Die Organisation in vielen Familien sei nämlich auf bis zu acht verschiedene, teils digitale und teils analoge Werkzeuge verteilt, erklärt Ritter. Kinder besäßen oft noch kein Smartphone, weshalb Eltern Termine zwar digital im Google- oder Apple-Kalender pflegten, parallel aber einen analogen Wandkalender führten, damit der Nachwuchs sehe, wann etwa das Fußballtraining stattfinde. Diese fragmentierte Organisation führe zu mangelndem Überblick, ständigen Missverständnissen und Koordinationsstress im Alltag.

„Wir bringen diese ganzen Tools in ein einziges System“

Um Abhilfe zu schaffen, führt das System verschiedene Datenquellen zusammen. „Wir bringen diese ganzen Tools in ein einziges System, das für alle funktioniert“, erläutert Ritter. Die Gründer haben das Gerät systemagnostisch aufgebaut, sodass Nutzer Google-, Outlook- oder Apple-Kalender synchronisieren können. Dies löse ein häufiges Problem in Partnerschaften, in denen die Beteiligten oft unterschiedliche Kalendersysteme nutzten. Über eine kostenlose Begleit-App für iOS und Android lassen sich Einträge auch von unterwegs verwalten.

Neben der Terminplanung bietet das Gerät eine Aufgabenverwaltung, ein Punktesystem für Kinder sowie eine Einkaufs- und Essensplanung. Für Ritter ist klar: „Unser Ziel ist es, das beste Familienhaushalts-Managementsystem zu bauen, das es gibt.“ Die kontinuierliche Weiterentwicklung erfolge auf Basis des Feedbacks einer engagierten Nutzerschaft, wobei das System Software-Updates automatisch und kostenfrei aufspiele.

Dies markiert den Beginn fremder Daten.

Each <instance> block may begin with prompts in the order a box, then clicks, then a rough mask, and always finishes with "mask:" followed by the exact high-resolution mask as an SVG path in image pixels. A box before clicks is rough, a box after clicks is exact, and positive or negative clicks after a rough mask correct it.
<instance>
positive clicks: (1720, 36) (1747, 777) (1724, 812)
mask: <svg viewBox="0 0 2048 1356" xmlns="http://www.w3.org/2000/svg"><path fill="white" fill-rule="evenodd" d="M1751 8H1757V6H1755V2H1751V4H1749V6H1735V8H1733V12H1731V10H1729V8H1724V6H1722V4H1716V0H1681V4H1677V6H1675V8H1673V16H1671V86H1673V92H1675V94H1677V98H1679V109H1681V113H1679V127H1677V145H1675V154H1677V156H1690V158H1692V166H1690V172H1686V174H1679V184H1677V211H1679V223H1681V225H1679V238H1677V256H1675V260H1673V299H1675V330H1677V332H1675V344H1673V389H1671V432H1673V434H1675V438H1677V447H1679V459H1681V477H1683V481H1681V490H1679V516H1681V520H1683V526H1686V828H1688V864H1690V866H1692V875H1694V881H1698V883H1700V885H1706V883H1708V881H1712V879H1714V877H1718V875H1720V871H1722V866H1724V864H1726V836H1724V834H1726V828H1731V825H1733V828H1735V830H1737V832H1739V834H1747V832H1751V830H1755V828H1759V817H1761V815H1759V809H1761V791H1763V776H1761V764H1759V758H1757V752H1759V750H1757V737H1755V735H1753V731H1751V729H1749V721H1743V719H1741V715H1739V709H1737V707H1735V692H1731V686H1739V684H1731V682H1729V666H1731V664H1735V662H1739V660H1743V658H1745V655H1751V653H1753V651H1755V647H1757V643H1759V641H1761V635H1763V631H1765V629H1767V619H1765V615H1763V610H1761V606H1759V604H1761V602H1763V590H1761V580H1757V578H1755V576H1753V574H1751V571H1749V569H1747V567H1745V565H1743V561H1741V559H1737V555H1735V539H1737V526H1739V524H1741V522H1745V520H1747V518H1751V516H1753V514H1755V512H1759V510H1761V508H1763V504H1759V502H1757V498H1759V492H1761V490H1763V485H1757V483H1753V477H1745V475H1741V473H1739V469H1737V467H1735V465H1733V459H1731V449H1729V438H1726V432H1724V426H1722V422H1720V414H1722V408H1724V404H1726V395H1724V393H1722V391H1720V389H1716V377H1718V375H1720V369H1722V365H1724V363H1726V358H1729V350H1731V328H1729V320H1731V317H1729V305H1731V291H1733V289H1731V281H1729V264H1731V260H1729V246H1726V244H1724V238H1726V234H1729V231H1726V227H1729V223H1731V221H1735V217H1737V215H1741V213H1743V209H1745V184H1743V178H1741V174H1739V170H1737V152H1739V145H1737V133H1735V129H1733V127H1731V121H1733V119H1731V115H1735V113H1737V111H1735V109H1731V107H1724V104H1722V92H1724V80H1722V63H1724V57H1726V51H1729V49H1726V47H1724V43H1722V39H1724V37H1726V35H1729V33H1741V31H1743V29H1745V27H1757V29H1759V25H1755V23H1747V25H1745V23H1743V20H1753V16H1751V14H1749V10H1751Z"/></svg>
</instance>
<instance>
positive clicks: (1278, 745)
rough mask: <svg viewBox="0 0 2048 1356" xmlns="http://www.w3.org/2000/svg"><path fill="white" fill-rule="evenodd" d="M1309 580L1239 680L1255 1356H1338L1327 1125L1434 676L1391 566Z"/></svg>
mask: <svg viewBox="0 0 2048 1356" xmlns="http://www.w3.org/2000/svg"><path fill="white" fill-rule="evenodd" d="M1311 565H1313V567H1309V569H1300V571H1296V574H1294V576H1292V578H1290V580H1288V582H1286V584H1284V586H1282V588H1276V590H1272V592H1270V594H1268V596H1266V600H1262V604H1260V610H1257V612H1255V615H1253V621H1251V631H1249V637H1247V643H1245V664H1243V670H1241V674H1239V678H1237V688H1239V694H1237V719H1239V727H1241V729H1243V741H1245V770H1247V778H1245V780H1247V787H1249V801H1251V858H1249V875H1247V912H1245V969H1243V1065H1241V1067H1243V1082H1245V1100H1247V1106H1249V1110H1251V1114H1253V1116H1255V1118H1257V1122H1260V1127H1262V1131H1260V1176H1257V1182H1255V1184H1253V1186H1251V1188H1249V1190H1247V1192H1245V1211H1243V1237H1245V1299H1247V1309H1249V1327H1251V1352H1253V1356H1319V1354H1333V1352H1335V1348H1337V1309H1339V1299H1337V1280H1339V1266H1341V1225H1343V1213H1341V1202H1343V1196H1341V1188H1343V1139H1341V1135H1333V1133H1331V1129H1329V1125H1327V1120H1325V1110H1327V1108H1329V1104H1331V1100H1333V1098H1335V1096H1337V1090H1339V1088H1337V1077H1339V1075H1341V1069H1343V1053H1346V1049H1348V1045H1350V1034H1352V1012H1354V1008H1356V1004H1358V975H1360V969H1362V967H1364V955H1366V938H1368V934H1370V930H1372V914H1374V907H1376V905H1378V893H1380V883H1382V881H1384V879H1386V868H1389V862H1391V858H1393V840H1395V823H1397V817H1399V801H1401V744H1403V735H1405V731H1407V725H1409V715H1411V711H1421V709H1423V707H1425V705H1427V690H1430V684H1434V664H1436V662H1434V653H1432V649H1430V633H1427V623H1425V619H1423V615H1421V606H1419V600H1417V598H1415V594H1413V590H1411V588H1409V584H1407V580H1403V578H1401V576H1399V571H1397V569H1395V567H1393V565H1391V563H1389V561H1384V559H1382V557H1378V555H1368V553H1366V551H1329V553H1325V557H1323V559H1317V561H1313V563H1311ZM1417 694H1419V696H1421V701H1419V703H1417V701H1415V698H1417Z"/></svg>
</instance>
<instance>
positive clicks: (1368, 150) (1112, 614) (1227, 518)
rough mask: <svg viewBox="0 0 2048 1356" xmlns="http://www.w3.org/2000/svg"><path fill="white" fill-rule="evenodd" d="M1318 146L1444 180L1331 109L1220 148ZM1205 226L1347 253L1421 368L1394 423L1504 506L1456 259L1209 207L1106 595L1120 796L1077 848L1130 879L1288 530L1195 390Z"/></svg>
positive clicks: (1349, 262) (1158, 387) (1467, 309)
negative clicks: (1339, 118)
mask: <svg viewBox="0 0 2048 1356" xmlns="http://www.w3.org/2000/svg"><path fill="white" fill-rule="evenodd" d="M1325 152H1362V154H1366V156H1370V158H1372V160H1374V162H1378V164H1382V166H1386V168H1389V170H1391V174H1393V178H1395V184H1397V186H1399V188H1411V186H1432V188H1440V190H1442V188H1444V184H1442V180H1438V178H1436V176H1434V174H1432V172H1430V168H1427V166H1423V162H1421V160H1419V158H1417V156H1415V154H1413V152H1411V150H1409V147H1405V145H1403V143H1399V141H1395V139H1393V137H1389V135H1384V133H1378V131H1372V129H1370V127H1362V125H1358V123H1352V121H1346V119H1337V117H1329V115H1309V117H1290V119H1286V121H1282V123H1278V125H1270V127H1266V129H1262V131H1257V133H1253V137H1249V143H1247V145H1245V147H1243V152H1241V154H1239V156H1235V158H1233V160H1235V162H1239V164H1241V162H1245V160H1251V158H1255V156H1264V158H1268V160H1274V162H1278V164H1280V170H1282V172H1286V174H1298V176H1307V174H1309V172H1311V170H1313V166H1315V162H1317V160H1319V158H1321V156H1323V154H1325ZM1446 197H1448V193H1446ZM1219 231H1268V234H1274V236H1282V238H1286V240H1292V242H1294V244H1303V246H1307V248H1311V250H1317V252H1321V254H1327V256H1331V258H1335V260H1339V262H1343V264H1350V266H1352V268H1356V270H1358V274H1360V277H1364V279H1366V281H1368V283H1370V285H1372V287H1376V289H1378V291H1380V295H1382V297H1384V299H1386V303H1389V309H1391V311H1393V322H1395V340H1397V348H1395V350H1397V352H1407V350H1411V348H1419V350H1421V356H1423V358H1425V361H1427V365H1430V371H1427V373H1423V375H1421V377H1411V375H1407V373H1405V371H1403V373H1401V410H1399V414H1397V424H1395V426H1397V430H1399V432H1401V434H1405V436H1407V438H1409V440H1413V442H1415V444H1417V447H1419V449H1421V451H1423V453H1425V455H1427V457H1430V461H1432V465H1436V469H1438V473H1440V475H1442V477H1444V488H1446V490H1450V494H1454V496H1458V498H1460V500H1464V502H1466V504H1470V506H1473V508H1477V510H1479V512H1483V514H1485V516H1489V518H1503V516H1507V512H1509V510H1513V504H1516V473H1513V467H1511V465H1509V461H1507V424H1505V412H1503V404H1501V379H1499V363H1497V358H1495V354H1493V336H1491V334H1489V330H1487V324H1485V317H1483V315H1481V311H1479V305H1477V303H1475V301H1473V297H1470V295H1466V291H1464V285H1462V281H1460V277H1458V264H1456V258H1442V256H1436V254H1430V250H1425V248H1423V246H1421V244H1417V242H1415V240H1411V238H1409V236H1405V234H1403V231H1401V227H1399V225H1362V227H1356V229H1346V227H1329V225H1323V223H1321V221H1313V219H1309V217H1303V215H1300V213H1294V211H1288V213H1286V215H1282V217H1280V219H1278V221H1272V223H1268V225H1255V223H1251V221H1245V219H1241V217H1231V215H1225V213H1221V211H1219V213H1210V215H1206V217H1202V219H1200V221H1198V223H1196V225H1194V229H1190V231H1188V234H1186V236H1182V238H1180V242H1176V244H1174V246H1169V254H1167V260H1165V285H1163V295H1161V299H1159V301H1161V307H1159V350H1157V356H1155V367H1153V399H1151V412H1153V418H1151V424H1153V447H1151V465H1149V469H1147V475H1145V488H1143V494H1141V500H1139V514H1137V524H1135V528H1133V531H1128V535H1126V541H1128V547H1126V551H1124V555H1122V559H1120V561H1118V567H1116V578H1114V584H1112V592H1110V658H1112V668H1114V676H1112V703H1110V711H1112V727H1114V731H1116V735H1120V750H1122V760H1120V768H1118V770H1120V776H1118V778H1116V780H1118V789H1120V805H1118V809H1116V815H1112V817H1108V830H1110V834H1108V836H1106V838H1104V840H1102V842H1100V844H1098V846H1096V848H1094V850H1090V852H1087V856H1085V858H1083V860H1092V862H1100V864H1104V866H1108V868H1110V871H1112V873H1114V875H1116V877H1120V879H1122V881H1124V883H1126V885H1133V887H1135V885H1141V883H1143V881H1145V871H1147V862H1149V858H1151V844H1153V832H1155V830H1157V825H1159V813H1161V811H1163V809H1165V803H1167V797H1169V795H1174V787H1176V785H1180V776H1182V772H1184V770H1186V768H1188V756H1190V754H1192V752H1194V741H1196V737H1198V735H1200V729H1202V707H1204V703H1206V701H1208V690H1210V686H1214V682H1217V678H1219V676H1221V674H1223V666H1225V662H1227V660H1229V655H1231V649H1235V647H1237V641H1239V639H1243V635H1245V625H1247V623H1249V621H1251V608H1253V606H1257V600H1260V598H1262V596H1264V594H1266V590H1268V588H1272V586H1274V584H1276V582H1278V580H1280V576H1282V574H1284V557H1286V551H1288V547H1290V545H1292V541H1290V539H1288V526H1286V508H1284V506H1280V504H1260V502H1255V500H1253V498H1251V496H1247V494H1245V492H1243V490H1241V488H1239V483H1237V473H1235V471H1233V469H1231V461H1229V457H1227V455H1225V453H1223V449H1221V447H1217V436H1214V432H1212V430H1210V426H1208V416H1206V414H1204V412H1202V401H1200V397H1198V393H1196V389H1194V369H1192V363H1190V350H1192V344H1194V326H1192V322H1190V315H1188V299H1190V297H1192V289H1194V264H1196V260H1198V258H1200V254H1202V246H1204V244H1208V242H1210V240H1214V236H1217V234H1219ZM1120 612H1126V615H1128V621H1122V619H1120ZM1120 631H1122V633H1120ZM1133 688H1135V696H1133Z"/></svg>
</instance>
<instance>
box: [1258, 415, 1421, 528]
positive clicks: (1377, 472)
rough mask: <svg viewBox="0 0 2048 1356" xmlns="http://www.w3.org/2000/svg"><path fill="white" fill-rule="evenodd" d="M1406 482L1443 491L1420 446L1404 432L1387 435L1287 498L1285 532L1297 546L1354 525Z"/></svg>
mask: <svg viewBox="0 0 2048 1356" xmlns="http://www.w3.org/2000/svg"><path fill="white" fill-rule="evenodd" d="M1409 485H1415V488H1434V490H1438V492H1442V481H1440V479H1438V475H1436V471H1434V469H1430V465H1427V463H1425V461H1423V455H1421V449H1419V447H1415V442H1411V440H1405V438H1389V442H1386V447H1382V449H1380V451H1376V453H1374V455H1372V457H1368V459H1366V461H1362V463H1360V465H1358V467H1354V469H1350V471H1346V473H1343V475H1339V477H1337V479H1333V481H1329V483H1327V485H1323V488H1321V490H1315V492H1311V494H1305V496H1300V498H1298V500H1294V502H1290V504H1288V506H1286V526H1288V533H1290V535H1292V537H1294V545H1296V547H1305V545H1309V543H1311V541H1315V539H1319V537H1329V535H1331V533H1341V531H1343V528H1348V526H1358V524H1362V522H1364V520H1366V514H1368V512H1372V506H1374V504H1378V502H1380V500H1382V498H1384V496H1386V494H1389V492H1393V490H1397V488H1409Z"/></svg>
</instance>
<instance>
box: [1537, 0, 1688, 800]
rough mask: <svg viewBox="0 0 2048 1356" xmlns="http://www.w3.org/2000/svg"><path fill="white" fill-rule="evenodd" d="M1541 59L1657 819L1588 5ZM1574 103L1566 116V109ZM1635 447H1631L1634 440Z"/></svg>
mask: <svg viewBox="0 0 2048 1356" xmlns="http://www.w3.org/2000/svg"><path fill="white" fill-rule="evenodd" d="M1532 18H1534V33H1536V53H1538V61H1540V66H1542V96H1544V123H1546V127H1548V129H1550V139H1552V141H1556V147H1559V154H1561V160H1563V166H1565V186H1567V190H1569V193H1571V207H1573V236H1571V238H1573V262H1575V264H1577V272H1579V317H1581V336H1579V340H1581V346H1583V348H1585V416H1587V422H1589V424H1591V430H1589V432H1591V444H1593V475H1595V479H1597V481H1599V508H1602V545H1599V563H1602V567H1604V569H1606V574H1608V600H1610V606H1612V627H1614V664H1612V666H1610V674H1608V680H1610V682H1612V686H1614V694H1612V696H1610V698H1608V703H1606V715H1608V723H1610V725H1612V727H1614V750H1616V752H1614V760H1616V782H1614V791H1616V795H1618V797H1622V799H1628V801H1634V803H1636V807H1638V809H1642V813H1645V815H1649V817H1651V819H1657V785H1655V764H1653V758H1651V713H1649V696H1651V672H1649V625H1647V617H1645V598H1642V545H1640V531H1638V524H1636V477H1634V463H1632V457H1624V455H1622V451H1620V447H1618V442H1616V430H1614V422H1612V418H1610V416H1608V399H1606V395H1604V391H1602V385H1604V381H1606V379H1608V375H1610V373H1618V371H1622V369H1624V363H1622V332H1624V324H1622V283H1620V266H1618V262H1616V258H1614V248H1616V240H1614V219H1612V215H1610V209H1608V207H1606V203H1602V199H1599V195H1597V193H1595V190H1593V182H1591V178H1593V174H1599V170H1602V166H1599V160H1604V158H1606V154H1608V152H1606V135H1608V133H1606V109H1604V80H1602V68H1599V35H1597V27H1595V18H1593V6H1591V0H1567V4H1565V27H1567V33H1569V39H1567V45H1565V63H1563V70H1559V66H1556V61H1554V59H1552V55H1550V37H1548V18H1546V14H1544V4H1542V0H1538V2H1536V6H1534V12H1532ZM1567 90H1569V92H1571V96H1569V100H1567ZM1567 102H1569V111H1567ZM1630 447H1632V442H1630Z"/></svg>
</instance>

Hardware-Entwicklung ohne Investorengelder

Im konkreten Segment, in dem es mehrere internationale Player gibt, ist man bereits Marktführer im DACH-Raum. „Wir sind bereits bei mehreren Tausend Familien im Einsatz“, sagt Ritter. Dabei setzt so ein Hardware-Startup bekanntlich eine stabile finanzielle Basis voraus. Hier unterscheidet sich der Weg des Unternehmens von einigen im Technologiesektor üblichen Mustern: Dæly ist vollständig eigenfinanziert und bereits profitabel. Für die Entwicklung und den Start investierten die Gründer einen sechsstelligen Betrag aus eigenen Mitteln, die sie unter anderem durch ihr bestehendes E-Commerce-Unternehmen „Tassenliebling“ erwirtschaftet hatten. Der weitere Aufbau erfolge primär über eine Vorbestellungskampagne sowie den laufenden operativen Cashflow. „Wir können das richtig gut aus dem eigenen Cashflow heraus stemmen“, sagt Ritter.

Er sieht in diesem „Finance Based Scaling“ eine zentrale Stärke des jungen Unternehmens. Auf Risikokapital wolle das Team vorerst verzichten, um die Unabhängigkeit zu wahren. Die Bildschirme lässt das Startup wie branchenüblich in China fertigen. Ritter räumt dabei ein, dass eine Produktion in Europa wünschenswert wäre, dass jedoch die Kosten für das Endgerät, das aktuell 300 Euro kostet, massiv steigern würde.

Fokus auf den DACH-Raum und europäische Sicherheitsstandards

Trotz der Hardware-Fertigung in Asien legt das Unternehmen großen Wert auf europäische Sicherheitsstandards. Ein zentraler Aspekt des Produkts ist die bewusste Abgrenzung von US-amerikanischen Cloud-Diensten. Um die Privatsphäre der Familien zu schützen, betreibt das Unternehmen seine Server ausschließlich in Deutschland. Synchronisierte Kalenderdaten speichert das System laut Herstellerangaben nicht zwischen. Die technische Infrastruktur verzichtet bei der Datenspeicherung auf US-Anbieter wie Google Firebase, um die Einhaltung der DSGVO und europäischer Sicherheitsstandards zu gewährleisten.

Beim physischen Produkt setzt das Startup auf Nachhaltigkeit: Das Gerät verfügt über keinen Akku. Ritter begründet dies mit der höheren Energieeffizienz eines direkten Stromanschlusses und dem Umweltschutz durch die Vermeidung seltener Rohstoffe. Der feste Standort an der Steckdose sichere, dass das Gerät stets für alle Familienmitglieder auffindbar bleibe. In den kommenden Monaten liege der strategische Fokus des Teams ganz auf dem DACH-Markt. Eine weitere geografische Expansion behalte man sich für einen späteren Zeitpunkt vor.